En Occident, grâce à une forte position
d'autonomie et de contestation vis-à-vis du pouvoir politique, la
société civile fut à l'origine de grandes
révolutions démocratiques. La chute du Président Serbe
Milosevic en 2000, du régime de Géorgie en 2003, la
Révolution orange en novembre 2004 sont autant
d'évènements qui sont à verser au credo d'une
société civile autonome, qui doit s'inspirer les organisations
de la société civile africaines.
Selon Augustin LOADA dans ses « Réflexions
sur la société civile en Afrique : le Burkina Faso de
l'après Zongo », le régime de Compaoré pour
asseoir sa domination politique, s'est attelé à démanteler
l'opposition partisane et à neutraliser la société civile.

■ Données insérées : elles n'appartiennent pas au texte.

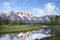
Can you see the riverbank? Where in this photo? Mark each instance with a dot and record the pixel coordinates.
(18, 28)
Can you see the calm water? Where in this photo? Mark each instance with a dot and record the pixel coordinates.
(30, 35)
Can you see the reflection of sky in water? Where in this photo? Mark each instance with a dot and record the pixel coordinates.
(0, 38)
(34, 36)
(7, 38)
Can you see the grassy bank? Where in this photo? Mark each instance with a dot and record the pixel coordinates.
(17, 28)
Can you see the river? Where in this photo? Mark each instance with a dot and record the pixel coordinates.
(30, 35)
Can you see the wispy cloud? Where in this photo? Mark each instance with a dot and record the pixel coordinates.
(6, 5)
(49, 9)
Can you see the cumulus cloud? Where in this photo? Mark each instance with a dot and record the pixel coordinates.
(49, 9)
(6, 5)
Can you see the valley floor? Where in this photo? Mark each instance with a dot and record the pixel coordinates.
(18, 28)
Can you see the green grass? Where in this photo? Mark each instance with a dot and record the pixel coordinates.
(51, 38)
(18, 28)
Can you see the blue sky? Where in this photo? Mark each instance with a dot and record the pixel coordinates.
(35, 7)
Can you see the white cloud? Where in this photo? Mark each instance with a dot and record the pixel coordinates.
(49, 9)
(6, 5)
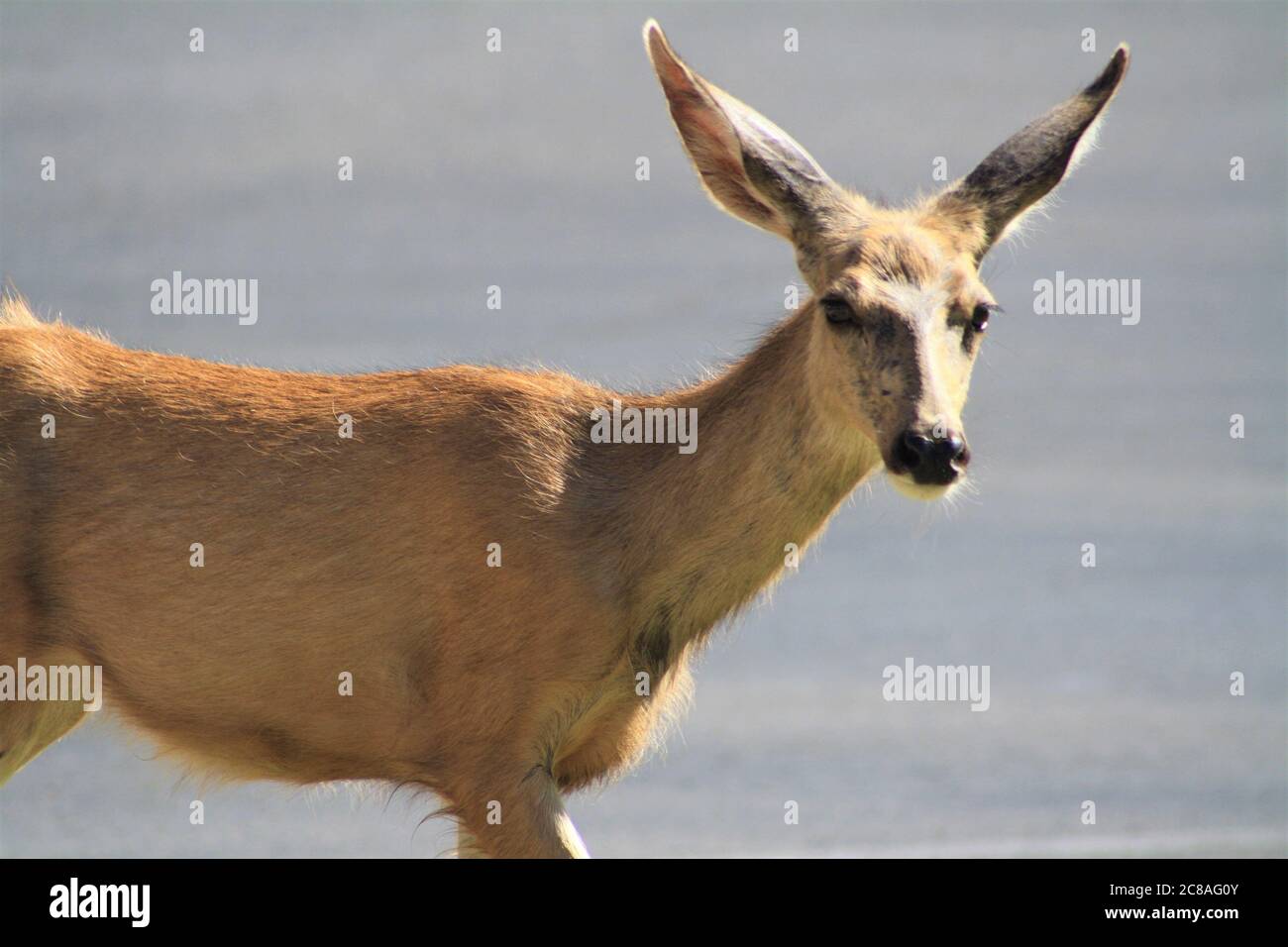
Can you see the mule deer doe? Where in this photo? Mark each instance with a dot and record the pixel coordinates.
(497, 689)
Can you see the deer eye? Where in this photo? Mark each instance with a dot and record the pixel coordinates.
(979, 318)
(836, 309)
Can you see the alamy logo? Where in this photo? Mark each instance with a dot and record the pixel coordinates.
(179, 296)
(914, 682)
(102, 900)
(649, 425)
(1077, 296)
(82, 684)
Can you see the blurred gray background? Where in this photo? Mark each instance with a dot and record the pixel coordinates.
(516, 169)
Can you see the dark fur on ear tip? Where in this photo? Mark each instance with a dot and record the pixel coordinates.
(1112, 75)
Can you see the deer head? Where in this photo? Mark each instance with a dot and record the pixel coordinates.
(898, 307)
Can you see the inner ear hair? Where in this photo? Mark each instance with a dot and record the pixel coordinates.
(1029, 163)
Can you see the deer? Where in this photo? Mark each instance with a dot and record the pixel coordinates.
(513, 603)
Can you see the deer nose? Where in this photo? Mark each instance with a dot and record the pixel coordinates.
(932, 459)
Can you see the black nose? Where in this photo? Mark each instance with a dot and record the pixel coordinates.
(931, 459)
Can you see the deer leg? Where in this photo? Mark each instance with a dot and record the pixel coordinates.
(526, 819)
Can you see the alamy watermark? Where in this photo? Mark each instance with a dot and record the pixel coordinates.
(1076, 296)
(913, 682)
(179, 296)
(648, 425)
(81, 684)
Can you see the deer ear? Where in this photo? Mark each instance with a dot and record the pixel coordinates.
(1029, 163)
(748, 165)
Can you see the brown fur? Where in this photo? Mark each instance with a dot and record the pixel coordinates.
(368, 556)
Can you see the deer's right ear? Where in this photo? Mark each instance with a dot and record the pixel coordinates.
(748, 165)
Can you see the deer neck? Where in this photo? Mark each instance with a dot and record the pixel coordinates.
(771, 467)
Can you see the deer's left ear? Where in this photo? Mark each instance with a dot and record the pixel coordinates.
(748, 165)
(1029, 163)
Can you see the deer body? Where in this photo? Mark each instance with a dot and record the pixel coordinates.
(496, 685)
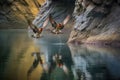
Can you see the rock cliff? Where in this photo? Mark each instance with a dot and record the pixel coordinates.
(96, 21)
(59, 9)
(14, 13)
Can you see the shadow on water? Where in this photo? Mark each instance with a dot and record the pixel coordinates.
(50, 58)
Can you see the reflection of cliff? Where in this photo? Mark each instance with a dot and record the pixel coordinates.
(13, 13)
(96, 20)
(96, 62)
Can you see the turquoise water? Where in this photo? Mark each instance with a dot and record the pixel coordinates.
(25, 58)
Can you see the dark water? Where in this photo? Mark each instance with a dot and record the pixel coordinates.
(50, 58)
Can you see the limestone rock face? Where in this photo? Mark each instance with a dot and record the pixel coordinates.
(14, 13)
(96, 20)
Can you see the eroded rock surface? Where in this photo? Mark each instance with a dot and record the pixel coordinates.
(14, 13)
(96, 20)
(59, 9)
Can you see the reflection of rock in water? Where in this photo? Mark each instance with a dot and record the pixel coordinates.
(96, 63)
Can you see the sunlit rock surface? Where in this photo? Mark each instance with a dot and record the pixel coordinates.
(96, 21)
(14, 13)
(59, 9)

Mais cette stratégie s'est heurtée à la résistance
d'un certains nombre d'organisations et de leaders de la société
civile. Les ressources qui ont rendu possible cette indépendance
proviennent essentiellement de l'autonomie budgétaire ou
financière que lui garantissent certains bailleurs de fonds
séduits par leur crédibilité. Il est à noter aussi
les contributions et les solidarités existantes entre leurs nombreux
adhérents, l'existence de moyens d'informations propres et de
réseaux d'informateurs constitués de militants et sympathisants
issus à la fois de milieux intellectuels ou plus modestes. Fortes de
leur indépendance, ces organisations vont s'atteler à conserver
les espaces d'autonomie que le régime a bien voulu concéder
à la société civile.
Cette autonomie qui fait la spécificité des
sociétés civiles occidentales a été à la
faveur des transitions démocratiques comme le cas serbe et
géorgien et de leur consolidation. Les organisations de la
société civile africaines doivent aller dans le même sens
pour promouvoir les valeurs démocratiques en Afrique. Le
Sénégal a donné le ton en 2000 en réussissant une
alternance pacifique. Les observateurs internationaux, la presse nationale et
étrangère, ont reconnu l'élection présidentielle de
février mars 2000 a consacré de façon incontestable la
démocratie sénégalaise. Une démocratie qui s'est
manifestée de manière singulière et originale.